Later they eat at what’s called The Feast Day of Agios Vasilis (January 1st.) Greeks cut the Vasilopita, the delicious poundcake they share on the first day of the year. Inside there is a hidden coin which usually represents a larger, more valuable gift. In the not-so-distant past the coin was gold and of great value, but the tradition has changed somewhat over the years.
According to tradition, during the lifetime of Saint Basil, the emperor had imposed a large tax while there also was a great famine. People gave away their jewelry to pay the tax, and the saint called on the emperor to repeal the tax.
The emperor finally gave back all the jewelry to the Greek people. But since no one knew what belonged to whom, Saint Basil decided to secretly put the jewelry into the holiday poundcakes. Miraculously, everyone received their jewelry in the pieces of bread they were given by the saint.

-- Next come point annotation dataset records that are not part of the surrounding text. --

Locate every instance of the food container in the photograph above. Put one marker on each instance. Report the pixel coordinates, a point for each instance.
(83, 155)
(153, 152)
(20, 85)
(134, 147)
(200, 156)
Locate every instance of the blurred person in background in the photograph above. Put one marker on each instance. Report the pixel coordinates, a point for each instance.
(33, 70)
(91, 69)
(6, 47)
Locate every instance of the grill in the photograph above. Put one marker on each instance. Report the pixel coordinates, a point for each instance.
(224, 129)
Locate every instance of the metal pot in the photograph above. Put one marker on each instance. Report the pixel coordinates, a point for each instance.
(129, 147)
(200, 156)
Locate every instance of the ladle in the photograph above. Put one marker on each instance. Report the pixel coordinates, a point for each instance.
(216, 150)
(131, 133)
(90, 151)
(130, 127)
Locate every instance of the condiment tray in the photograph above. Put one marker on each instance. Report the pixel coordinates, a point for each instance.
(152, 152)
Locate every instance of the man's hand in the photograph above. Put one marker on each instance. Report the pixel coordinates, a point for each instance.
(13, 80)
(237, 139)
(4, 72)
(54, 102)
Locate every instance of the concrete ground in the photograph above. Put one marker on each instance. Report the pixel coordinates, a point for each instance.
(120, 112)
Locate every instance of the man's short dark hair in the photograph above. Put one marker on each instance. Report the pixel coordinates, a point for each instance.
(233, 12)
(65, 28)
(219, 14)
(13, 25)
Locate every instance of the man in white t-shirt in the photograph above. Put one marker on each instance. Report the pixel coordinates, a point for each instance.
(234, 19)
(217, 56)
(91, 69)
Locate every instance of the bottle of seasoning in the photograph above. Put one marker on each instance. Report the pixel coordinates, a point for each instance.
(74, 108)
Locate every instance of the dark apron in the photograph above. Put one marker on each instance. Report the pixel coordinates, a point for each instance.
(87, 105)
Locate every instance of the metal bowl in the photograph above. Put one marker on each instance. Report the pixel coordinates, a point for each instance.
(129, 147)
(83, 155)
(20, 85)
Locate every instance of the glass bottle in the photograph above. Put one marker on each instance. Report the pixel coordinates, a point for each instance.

Another Greek Christmas legend is the Kallikantzaroi or Greek Christmas goblins.
The Kallikantzaroi are goblin-like creatures which appear during Christmas. They are evil spirits, and according to the Greek version of a universal myth, our world is connected to the underworld through a tree. The evil spirits, or Kallikantzaroi, spend their entire year beneath on that tree, sawing their way into the outer world. They manage to succeed, and escape during the Twelve Days of Christmas, a period stretching from December 25 to January 6.
The kallikantzaroi are afraid of fire, so people keep them away by burning logs, incense – and
even old shoes. Since Christmas is during wintertime, families spend the season gathered around the fireplace and keep it constantly lit during the 12 days of Christmas. This tradition is called burning the Christokoutsouro (Christ’s Log).